= Kisei (shogi) =

Shogi tournament

Kisei (棋聖) is one of the eight major titles in Japanese professional shogi. The word Kisei means an excellent player of shogi or go. Although 聖 can be translated as "sage", in this context it is probably better to see it in English as master or grandmaster, as in chess.

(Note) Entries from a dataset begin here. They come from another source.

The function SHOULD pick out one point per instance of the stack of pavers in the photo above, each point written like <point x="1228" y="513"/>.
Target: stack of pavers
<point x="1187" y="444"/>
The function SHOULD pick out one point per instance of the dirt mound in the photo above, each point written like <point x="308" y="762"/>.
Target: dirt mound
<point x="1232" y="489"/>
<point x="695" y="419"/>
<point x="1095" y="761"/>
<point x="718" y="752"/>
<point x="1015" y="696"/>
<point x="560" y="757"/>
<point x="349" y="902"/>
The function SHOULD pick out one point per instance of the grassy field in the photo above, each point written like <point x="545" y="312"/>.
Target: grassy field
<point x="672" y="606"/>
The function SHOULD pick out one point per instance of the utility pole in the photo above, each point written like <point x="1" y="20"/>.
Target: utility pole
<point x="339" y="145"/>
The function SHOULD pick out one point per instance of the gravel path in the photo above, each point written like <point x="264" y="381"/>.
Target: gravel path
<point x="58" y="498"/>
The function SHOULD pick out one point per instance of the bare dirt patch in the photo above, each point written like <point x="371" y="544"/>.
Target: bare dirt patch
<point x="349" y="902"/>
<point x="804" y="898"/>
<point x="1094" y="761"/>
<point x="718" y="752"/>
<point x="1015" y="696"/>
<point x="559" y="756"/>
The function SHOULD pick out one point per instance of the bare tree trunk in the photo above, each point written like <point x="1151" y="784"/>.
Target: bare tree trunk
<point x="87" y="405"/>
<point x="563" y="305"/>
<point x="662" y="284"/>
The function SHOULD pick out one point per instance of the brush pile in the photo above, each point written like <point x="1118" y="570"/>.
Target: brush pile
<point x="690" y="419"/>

The Kisei tournament started in 1962. With the creation of the Kisei, there were five major title tournaments along with the Meijin, Tenth Dan (Ryūō), Ōshō, and Ōi titles. It was held twice a year until the year 1994. The challenger for Kisei title holder is determined by first, second, and final preliminary rounds. The player that wins three games out of five first in the championship will become the new Kisei title holder.

== Lifetime Kisei ==

The Lifetime Kisei (永世棋聖, eisei kisei) title is awarded to a player who has won Kisei Championship five times. Active players may qualify for this title, but it is only officially awarded upon their retirement or death.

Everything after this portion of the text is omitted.